Temple IV is the only climbable temple on the site:


It’s an easy climb on a wooden staircase zigzagging up one side — you’re not climbing the [surprisingly steep] rock staircase on the front face of the temple.  The rewarding view and the welcome breeze are well worth the stair-climb.



We learned that the difference between a pyramid:


…and a temple:


…is that temples contain a sanctuary on top, which was used for ceremonial purposes, while pyramids have a flat top and are more often used as tombs or to pay tribute to a god.

Most of the structures at Tikal have not been uncovered, as wind and rain will more rapidly erode the uncovered structures.  Walking around the grounds, every little “hill” is really a buried temple or pyramid.

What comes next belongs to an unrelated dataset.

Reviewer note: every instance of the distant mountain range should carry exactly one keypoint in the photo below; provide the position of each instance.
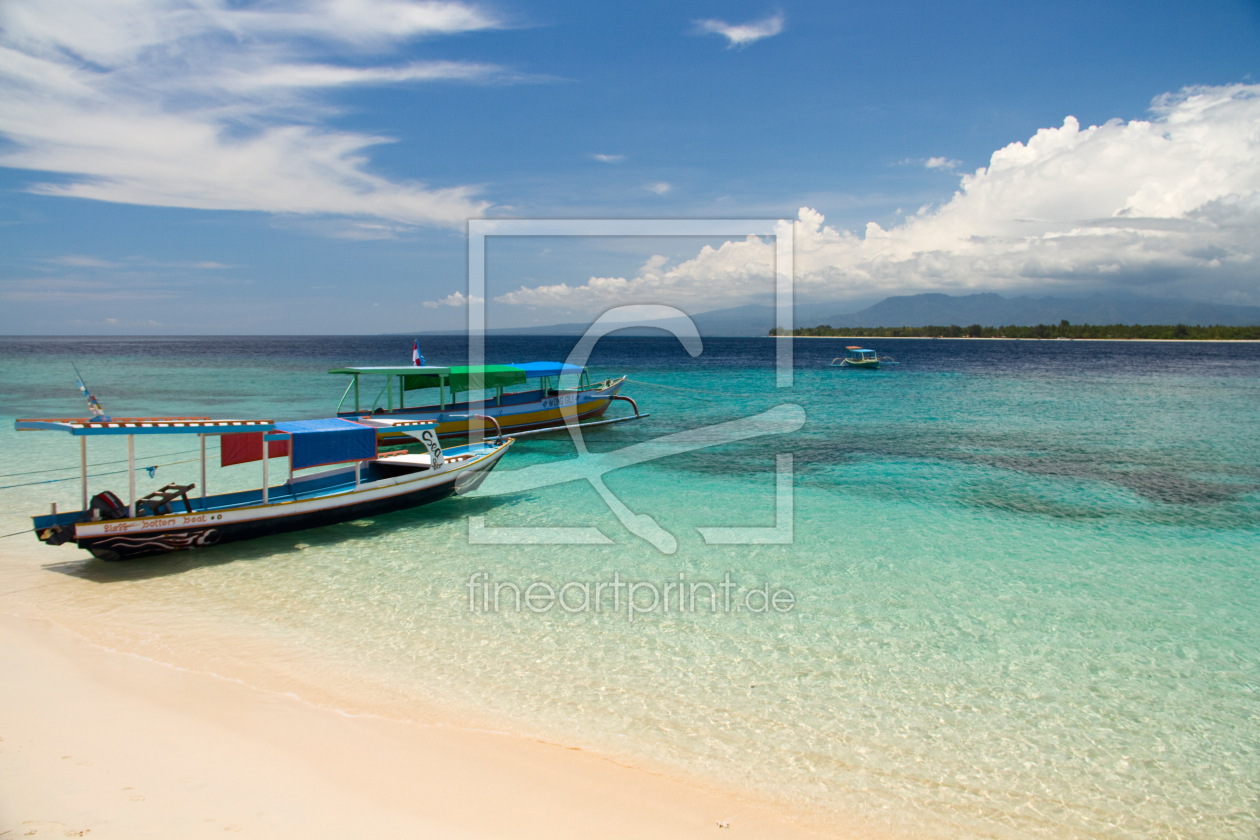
(943, 310)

Because Tikal is relatively isolated — a good 2-3 hour drive from a town with considerable tourist infrastructure — many visitors to Guatemala and Belize [an increasing popular destination for Americans] skip it.  But Tikal is one of the largest and most significant Mayan sites in Central America, and should not be missed!  Here are some tips for how to incorporate Tikal into your Belize trip:

  • Get to San Ignacio.  San Ignacio, Belize, is the ideal home base for exploring ancient Mayan history as well as the rivers and jungles of upcountry Belize.  The Xunantunich and Cahal Pech sites are only minutes from downtown, and Caracol, Tikal, and Actun Tunichil Muknal Cave are all within 3 hours.  You’ll find ample lodging and dining options, and numerous tour companies downtown will accommodate you next-day.  Most hotels will also arrange tours for their guests.  Hire a car at the airport in Belize City and drive the easy 2.5 hours to San Igancio.
  • Consider the included costs on your tour.  Look for a tour that covers the cost of the border crossing, Tikal National Park entry fees, and lunch — with all of these costs included, a $125 per person tour becomes a good value.  You’ll also be spent after walking through the hot, humid park all morning, so having someone to pilot the vehicle on the 3 hour drive back to your hotel is a nice treat.
  • You can eat at the park.  You’ll find a little restaurant near the Tikal parking lot, where you can refuel after walking around the park.  There are also snack and beverage vendors at several locations in the park — mostly at major sites such as Temple IV and the Grand Plaza.
  • Bring bug spray and wear good walking shoes.